Seufzend tastete Jamian seine Schläfe ab. Die Wunde war noch offen, ein deutliches Zeichen, dass er sich in dieser Nacht besser nicht zurückhalten sollte. Wenn der Senat seine Handlanger schickte, würde er Kraft benötigen. Kraft, die er nicht mehr hatte. Er riskierte einen kurzen Seitenblick auf Junias, der mit gesenktem Kopf auf dem Beifahrersitz hockte und die Hände in den wuscheligen, braunen Haaren vergraben hatte. Junias sah auf. Das Grün in seinen Augen war matt und dunkel geworden, die tiefen Ringe darunter und die blasse Haut waren Jamian zu Hause schon aufgefallen. Dabei hatte Junias gestern erst ein Opfer gehabt. Trotzdem schien er bereits wieder völlig kraftlos. Gar nicht gut. In dem Zustand könnte jedes harmlose Scharmützel problematisch werden. Die Vampire mochten einfältig sein, aber sie bemerkten sofort, wenn die Wächter nicht bei ganzer Stärke waren. Dies würde einer Einladung zum Ärgermachen gleichkommen. Es gab also keine Möglichkeit, den Raub aufzuschieben, nicht nur der Blutsauger wegen. Jede Stunde des Wartens machte Junias’ Beherrschung instabiler. Das war Jamian zu spät klar geworden, erst, nachdem es schiefgegangen war. Junias brauchte so viel, weil er noch jung war. Viel zu jung, um die Bürde eines Kienshi zu tragen und die Verantwortung, die der Raub der Lebenskraft mit sich brachte. Er war gefährlich, so unschuldig er aussehen mochte.

Jamian zwang den besorgten Ausdruck aus seinen Zügen und legte die Maske aus Lässigkeit darüber, die ihm in den vergangenen Jahren so vertraut geworden war, dass er sich damit selbst täuschen konnte. Junias machte sich ausreichend fertig, diesem Leid wollte er nicht noch Zunder geben.

„Wir holen uns erst, was wir brauchen“, wies er mit ungerührter Stimme an. „Danach treffen wir den Blutsauger John Petters.“

Junias nickte mit vorgeschobener Unterlippe und Jamian musste sich ein Grinsen verkneifen. Frustriert sah der Kleine noch viel jünger aus, als er tatsächlich war. Es fiel Jamian immer schwerer, die Ähnlichkeit zwischen ihnen zu erkennen, die noch vor wenigen Jahren so verblüffend gewesen war; sah man davon ab, dass er selbst hellbraune und Junias strahlend grüne Augen hatte.

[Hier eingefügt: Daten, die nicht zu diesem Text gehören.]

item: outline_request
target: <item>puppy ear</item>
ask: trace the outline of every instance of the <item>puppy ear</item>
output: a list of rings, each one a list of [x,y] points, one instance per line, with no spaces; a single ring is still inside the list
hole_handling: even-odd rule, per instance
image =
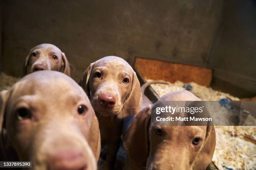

„Willst du es heute allein versuchen?“, fragte er, als er den Wagen zwischen den Haselnusssträuchern einparkte. Ein paar Zweige kratzten über den Lack. Insgeheim hoffte er, dass sein Bruder verneinen würde. Junias’ Entgleisung lag über einen Monat zurück, seitdem war er sehr beherrscht und vorsichtig vorgegangen. Doch Jamian hatte ihn nie aus den Augen gelassen. Es war an der Zeit, etwas Vertrauen zurückzugeben. Zumindest anbieten wollte er es.

Zu seinem heimlichen Entsetzen nickte Junias trotzig und stieg aus dem Wagen.

„Ich schaffe es.“ Es klang, als müsste er sich selbst überzeugen. „In einer halben Stunde bin ich wieder hier.“ Damit verschwand Junias flink und lautlos wie eine Katze zwischen den Bäumen, um einen geeigneten Menschen zu suchen.

Jamian ließ das Gesicht in seine Handflächen sinken und verharrte so einen Moment, das Beste hoffend, ehe er selbst auf Jagd ging.

*

Junias fühlte den Herzschlag in jeder Faser seines Körpers. Am liebsten wäre er umgekehrt und hätte Jamian doch um Hilfe gebeten, aber er ahnte, dass es zu spät war. Bestimmt war Jamian längst weg. Und irgendwann musste er es ja auch wieder allein schaffen, das hatte er schließlich Dutzende Male getan.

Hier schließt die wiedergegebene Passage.